Hockney, Velázquez e as lições de um menino curioso

Hoje é um dia muito especial pois o meu filho Victor faz quinze anos e me veio uma lembrança tão forte da gente na retrospectiva de Velázquez no Grand Palais que tive que parar tudo e escrever. Ele devia ter uns cinco anos e era uma coisa muito engraçada e fofa de se ver: percorria a exposição na velocidade da luz, parava na frente de cada retrato e soltava as perguntas mais diretas do mundo. "Quem é esse moço?" "Mas por que ele tá vestido assim?" Como se fosse a coisa mais natural do mundo querer conhecer pessoalmente cada um daqueles personagens da corte espanhola. Eu tentava explicar quem eram os reis, as infantas, os bufões, mas o que mais me chamava atenção era como ele olhava. Sem cerimônia, sem peso histórico, só com aquela curiosidade pura de quem vê um rosto e quer entender a pessoa por trás. Velázquez ficaria babando, tenho certeza.

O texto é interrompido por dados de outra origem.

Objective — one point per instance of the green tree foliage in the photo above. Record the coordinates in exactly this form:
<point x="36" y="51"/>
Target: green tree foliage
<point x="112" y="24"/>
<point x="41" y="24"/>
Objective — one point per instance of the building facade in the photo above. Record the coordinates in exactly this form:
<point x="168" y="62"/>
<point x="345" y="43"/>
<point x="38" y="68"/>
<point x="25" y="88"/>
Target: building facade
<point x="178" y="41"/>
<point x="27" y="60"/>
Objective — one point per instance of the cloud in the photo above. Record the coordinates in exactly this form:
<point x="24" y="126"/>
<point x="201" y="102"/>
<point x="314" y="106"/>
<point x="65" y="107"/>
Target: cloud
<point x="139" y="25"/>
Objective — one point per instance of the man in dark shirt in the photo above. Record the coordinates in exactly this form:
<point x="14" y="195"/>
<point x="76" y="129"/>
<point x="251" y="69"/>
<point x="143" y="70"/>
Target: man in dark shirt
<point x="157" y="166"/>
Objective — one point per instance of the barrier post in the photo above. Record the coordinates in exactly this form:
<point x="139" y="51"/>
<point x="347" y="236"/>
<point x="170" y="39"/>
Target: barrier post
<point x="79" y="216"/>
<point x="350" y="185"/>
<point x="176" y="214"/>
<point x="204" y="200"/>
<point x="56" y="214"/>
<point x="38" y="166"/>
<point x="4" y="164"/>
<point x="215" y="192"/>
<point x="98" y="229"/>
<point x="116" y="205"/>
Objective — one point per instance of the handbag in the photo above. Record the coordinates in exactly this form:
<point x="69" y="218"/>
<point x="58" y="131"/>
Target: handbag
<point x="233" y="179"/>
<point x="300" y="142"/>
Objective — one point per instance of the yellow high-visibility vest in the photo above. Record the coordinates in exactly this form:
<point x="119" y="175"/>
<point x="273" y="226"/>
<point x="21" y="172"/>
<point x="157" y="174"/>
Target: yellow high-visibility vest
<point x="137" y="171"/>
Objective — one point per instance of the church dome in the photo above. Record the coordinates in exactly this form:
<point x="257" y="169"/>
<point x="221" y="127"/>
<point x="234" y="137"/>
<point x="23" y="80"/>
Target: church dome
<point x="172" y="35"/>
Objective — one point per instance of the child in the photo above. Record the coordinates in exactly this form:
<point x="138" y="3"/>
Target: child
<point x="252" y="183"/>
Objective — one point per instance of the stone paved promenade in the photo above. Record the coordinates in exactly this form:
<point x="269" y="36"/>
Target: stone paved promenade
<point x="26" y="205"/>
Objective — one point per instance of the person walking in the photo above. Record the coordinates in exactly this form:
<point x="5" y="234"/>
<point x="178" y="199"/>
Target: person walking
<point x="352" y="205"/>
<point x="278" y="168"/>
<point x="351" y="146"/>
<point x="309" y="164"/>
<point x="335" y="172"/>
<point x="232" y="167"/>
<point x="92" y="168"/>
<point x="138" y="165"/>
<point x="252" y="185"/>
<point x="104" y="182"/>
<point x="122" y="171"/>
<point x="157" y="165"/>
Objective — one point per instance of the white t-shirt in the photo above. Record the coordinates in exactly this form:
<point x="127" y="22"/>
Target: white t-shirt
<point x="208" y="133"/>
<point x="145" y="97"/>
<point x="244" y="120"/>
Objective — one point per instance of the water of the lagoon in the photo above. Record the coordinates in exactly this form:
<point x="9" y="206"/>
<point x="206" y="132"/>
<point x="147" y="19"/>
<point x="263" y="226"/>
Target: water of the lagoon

Fiquei imaginando... ele pequenininho e curioso na exposição do David Hockney na Fundação Louis Vuitton, que também traz muitos retratos... Será que ele ainda faria as mesmas perguntas? Provavelmente não, mas sei que sua curiosidade continua intacta.

Eu tenho um afeto especial por Hockney por causa do famoso "A Bigger Splash" - um quadro tão solar, com aquele formato quadrado inspirado nas fotos Polaroid. E tem a cadeirinha pequena ali, que sugere a presença simbólica do personagem antes de pular do trampolim em primeiro plano na piscina azul que atravessa o quadro. O mergulho que provoca o "splash" da pintura, aquele instante congelado como na fotografia.

E foi na exposição da Fundação Louis Vuitton que me dei conta de algo que eu já sabia mas mesmo assim me deixou ainda mais fascinada: as cadeiras de Hockney. Elas estão por toda parte na obra dele! Servem de suporte para seus retratos íntimos, decoram paisagens, assumem formas e estilos diferentes conforme o período. Tem cadeiras solitárias, cadeiras acolhedoras, cadeiras que são quase personagens.

Fiquei ali parada, no meio da exposição, tendo uma pequena epifania: eu poderia escrever um ensaio inteiro sobre as cadeiras na obra de Hockney. Porque no fundo, não é apenas sobre cadeiras, né? É sobre presença e ausência, sobre os lugares que ocupamos e os lugares que deixamos vazios. É sobre como um objeto tão simples pode carregar tanto peso simbólico.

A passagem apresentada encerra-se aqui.